Active-Active & Federated, Memory Speed, Table Rewrite Causes, PostgreSQL Shibboleth

In this episode of Scaling Postgres, we discuss setting up active-active instances with federation, the impact of memory speed, the causes of table rewrites and the Postgres shibboleth.

Content Discussed

YouTube Video

Podcast Audio

Transcript

All right. I hope that your friends, family, and coworkers continue to do well. Our first piece of content is "Active-Active PostgreSQL Federation on Kubernetes". This is from blog.crunchydata.com and they're talking about a process of essentially creating a set of federated PostgreSQL instances where all of them are essentially primaries or masters. Now, for this post, you can actually ignore the Kubernetes part because some of the interesting parts about it are how you're maintaining these active ones. They're using a combination of logical replication and partitioning. So what they did is they set up three different PostgreSQL clusters or three different instances. Now, their example here uses Kubernetes, but you don't have to use it that way. But basically, you have three different instances.

They called one hippo-east, one hippo-central, and one hippo-west. Now, I'm going to skip ahead to the partitioning scheme because that helps you understand a little bit about what this post is talking about. So they created a hippos table, and they're using a UUID for every ID of it. They're doing this to avoid using sequences because sequences don't get carried over with logical replication. If you're doing this type of federation, it's easier to just use a UUID for your IDs in this case. Then they set up a default partition, they just called Hippo default, and then a hippo east, central, and west. So for each geographical server, essentially they set up a separate partition for it. So each instance only inserts data into its own partition. So east will only insert into the east partition.

The central server will only insert data into the central table, and the west will only insert into the west table. Now, they did some additional steps here where they set up a way to identify each cluster and they actually insert the data into the default partition and then create a trigger that then moves it into the proper partition based upon what the node name was. But if you have a way to insert the data directly into the table like your application knows, it's only inserting data into say, hippo-e, it's always going to be setting hippo-east. I don't think you need to do these additional steps that they've laid out here, but basically, each instance inserts its data into its own partition. Then what you do is you set up the sharing where you set up a publication on each of the nodes.

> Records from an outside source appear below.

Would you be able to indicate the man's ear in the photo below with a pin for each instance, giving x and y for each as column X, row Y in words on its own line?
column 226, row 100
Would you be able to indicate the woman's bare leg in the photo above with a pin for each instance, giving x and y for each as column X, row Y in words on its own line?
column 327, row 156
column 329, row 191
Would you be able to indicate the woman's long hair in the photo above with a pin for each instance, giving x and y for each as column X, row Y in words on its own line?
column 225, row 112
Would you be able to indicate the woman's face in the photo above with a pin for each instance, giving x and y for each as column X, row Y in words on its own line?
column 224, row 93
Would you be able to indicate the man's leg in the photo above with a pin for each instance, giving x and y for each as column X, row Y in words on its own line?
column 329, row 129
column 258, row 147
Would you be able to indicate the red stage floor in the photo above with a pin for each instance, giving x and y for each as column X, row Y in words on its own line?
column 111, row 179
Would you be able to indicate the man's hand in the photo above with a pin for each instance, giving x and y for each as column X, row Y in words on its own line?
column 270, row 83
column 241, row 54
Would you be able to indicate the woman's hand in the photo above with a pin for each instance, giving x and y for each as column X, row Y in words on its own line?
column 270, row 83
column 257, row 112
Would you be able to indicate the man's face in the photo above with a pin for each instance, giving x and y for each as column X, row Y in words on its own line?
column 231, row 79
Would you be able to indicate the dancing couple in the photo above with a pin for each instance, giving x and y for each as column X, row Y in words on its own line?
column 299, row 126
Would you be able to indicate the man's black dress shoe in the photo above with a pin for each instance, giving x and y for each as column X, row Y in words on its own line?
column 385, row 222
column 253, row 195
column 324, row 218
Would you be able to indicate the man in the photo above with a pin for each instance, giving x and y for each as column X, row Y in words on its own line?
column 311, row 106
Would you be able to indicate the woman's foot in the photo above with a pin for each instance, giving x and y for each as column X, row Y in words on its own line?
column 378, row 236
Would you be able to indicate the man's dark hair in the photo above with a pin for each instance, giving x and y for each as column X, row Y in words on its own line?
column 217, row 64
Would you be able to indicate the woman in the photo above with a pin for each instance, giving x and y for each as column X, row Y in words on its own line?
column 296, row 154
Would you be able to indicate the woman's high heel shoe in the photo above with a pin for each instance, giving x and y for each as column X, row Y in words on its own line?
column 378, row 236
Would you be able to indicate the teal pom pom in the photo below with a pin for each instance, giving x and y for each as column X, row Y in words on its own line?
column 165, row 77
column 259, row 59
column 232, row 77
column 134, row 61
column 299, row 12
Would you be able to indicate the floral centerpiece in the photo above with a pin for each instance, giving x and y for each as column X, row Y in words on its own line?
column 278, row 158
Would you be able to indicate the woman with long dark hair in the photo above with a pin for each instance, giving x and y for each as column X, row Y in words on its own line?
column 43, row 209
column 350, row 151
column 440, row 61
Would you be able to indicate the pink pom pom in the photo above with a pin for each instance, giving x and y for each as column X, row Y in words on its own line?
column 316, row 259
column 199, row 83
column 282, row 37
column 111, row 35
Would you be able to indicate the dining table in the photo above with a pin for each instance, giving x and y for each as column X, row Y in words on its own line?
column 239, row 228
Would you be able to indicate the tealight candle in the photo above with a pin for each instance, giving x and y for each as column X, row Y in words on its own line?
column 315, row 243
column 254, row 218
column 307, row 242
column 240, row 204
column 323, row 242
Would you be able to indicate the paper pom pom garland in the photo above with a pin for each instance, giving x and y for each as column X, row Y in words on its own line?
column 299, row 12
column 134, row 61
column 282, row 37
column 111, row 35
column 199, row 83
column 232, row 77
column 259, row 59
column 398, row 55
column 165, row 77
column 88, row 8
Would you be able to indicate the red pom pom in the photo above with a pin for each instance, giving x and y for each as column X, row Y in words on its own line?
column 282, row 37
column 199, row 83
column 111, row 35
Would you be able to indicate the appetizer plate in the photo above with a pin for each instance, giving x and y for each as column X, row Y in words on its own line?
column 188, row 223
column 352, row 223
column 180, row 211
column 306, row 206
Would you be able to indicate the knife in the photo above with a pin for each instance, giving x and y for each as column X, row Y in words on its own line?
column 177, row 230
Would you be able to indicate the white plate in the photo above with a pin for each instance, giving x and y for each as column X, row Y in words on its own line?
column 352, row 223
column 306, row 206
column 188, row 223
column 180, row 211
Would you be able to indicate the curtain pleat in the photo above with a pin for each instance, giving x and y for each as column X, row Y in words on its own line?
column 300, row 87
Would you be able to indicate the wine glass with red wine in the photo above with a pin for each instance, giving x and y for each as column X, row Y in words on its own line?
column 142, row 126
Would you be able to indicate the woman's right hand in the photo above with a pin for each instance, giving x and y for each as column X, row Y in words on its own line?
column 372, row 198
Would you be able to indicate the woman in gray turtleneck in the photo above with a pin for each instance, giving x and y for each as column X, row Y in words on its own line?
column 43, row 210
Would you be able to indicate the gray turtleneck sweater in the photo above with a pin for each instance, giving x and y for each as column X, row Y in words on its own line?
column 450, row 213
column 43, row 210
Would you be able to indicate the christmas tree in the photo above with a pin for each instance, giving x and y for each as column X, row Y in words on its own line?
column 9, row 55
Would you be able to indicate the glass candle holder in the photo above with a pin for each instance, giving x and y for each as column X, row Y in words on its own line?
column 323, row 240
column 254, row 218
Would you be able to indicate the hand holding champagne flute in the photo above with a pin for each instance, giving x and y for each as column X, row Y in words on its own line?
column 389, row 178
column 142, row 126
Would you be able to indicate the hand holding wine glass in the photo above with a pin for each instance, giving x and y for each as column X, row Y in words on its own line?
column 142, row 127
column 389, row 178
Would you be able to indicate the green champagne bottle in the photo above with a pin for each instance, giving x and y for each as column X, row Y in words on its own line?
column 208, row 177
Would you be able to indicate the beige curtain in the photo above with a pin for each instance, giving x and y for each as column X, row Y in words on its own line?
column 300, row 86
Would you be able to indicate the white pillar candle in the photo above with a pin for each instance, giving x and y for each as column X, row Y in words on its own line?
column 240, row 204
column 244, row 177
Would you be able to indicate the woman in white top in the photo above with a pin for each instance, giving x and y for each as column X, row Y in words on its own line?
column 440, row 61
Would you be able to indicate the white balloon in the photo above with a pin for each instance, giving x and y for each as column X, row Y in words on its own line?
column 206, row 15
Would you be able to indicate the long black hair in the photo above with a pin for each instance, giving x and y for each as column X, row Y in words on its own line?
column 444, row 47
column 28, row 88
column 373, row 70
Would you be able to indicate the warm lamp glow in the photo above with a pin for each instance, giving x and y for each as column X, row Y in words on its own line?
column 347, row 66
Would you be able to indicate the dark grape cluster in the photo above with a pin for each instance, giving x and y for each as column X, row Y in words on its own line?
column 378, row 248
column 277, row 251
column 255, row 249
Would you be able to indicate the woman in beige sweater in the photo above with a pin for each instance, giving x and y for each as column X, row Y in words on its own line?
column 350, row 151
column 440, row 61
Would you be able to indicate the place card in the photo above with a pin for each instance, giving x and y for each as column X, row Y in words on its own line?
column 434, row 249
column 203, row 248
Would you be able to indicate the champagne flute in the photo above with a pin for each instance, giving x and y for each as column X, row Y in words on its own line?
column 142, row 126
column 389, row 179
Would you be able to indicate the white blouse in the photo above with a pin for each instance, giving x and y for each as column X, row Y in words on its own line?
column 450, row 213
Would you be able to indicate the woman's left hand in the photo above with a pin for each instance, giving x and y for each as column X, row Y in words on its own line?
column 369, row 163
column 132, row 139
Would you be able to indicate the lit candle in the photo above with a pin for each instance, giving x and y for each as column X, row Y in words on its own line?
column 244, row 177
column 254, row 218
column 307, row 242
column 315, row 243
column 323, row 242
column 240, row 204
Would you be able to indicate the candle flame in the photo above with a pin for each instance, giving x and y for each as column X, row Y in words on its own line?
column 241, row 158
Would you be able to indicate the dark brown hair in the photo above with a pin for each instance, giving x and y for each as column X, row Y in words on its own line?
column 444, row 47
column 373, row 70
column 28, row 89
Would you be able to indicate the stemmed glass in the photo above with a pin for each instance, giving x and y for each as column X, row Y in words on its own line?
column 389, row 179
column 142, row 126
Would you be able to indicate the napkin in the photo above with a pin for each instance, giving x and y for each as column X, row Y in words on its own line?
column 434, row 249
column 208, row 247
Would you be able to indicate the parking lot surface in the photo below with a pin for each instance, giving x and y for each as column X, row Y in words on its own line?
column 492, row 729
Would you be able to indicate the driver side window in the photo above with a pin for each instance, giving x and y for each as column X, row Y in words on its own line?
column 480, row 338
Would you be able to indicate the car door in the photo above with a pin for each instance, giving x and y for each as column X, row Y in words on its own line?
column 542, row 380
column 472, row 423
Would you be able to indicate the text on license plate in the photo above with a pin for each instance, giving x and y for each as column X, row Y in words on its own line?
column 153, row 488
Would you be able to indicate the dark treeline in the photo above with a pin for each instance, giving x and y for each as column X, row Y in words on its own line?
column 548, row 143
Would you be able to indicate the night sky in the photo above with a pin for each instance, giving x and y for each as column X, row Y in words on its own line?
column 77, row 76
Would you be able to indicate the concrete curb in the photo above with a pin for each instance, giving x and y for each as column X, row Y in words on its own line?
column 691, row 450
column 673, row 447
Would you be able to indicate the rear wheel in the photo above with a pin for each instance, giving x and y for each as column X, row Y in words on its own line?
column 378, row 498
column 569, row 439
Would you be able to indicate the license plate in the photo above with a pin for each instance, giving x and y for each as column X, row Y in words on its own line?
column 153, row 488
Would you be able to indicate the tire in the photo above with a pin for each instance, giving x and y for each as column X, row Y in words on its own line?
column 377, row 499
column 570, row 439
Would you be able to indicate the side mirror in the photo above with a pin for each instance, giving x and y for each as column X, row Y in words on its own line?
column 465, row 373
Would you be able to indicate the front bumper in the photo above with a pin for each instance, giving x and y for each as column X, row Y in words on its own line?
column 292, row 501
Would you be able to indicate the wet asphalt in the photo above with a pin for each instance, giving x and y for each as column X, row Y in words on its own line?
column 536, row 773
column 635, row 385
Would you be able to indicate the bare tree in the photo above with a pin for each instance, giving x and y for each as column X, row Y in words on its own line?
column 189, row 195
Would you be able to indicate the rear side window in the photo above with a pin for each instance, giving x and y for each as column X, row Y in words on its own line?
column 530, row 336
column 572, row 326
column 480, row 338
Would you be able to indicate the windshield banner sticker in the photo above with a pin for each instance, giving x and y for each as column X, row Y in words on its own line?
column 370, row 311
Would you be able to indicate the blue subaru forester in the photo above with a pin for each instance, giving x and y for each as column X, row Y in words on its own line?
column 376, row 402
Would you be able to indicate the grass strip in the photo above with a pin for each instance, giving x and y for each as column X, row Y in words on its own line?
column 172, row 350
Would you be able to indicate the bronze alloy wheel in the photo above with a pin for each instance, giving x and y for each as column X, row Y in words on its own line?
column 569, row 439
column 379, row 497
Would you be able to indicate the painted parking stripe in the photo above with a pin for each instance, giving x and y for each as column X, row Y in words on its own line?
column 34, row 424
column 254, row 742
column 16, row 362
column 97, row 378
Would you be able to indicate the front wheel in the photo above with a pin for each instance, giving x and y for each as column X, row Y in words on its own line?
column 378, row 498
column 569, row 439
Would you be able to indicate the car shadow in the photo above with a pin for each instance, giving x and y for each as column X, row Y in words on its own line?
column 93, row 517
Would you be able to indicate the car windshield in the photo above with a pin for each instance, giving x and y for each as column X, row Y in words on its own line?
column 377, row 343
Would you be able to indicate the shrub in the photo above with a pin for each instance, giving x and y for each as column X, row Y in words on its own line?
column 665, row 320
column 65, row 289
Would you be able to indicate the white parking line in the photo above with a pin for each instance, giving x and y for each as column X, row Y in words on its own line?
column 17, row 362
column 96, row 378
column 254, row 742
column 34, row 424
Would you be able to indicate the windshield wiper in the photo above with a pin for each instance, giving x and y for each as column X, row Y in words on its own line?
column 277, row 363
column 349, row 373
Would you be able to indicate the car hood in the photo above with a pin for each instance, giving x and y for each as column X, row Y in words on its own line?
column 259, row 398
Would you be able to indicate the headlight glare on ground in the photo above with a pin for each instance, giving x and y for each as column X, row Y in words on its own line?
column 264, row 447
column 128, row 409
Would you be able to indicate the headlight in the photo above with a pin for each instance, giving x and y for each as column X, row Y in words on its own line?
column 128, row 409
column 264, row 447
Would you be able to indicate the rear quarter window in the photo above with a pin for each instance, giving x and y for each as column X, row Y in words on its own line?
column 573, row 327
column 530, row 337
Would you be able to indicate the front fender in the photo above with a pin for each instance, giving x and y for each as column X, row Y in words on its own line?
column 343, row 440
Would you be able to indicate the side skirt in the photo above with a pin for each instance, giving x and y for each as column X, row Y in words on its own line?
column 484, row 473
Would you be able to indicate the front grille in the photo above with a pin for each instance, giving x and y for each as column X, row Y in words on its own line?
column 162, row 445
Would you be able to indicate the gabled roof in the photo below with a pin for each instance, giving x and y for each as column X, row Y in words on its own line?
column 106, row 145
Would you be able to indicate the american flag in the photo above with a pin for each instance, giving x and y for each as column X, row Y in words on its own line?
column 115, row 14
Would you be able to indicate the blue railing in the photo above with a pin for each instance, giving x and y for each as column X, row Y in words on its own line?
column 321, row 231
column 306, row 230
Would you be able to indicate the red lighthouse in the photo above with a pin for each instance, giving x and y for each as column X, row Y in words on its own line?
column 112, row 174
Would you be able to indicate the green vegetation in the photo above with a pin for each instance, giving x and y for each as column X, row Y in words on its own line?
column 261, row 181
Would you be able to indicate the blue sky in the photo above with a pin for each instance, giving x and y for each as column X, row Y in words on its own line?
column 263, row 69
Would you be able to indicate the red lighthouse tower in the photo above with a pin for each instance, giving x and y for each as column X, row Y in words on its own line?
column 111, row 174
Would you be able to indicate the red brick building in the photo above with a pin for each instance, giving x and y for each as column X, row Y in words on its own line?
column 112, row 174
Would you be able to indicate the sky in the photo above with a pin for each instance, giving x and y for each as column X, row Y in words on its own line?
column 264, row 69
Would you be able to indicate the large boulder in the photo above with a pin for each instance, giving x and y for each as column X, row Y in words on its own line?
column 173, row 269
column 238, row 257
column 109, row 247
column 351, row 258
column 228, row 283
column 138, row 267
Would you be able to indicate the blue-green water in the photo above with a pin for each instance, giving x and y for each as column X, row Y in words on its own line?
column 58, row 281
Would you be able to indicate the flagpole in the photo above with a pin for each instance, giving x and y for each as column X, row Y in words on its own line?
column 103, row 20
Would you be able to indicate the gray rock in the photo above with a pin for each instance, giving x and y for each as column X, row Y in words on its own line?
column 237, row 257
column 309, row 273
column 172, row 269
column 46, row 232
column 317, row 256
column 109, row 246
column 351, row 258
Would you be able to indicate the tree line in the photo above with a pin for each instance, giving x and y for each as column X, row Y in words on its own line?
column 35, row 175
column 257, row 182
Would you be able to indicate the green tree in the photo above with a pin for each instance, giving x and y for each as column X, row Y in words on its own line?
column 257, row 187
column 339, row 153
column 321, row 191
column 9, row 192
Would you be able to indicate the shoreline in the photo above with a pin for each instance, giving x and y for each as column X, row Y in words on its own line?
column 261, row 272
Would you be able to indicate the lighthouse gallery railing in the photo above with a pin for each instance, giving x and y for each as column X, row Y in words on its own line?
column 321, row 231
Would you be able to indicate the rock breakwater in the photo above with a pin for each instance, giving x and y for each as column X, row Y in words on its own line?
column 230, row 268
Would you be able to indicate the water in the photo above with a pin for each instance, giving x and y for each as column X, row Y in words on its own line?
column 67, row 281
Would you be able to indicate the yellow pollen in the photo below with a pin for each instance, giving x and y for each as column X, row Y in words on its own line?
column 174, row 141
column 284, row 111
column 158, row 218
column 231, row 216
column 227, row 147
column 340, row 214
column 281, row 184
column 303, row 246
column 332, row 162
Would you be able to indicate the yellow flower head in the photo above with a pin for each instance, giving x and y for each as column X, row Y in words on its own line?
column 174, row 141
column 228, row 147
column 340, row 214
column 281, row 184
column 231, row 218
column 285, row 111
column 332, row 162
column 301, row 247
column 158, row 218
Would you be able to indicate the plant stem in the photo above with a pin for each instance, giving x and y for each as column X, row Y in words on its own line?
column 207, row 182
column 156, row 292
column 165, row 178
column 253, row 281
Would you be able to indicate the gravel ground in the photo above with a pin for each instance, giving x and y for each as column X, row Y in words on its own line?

So for example, you create a publication in hippo-east for the hippo-east partition. You set up a publication in hippo-central for the hippo-central table, and then you have every other node subscribe to every other publication. So hippo-central needs to subscribe to east and west. Hippo-west needs to subscribe to east and central, and of course, hippo-east subscribes to central and west. Once you get this all working, all the data will be synchronized across all the different nodes and they're placed into the proper locations of each node's partition table. He's showing this example here where he queried east and yet you can see all the data from the different nodes because he's querying it from the parent table and you can see that it is properly placed in all of the different partitions.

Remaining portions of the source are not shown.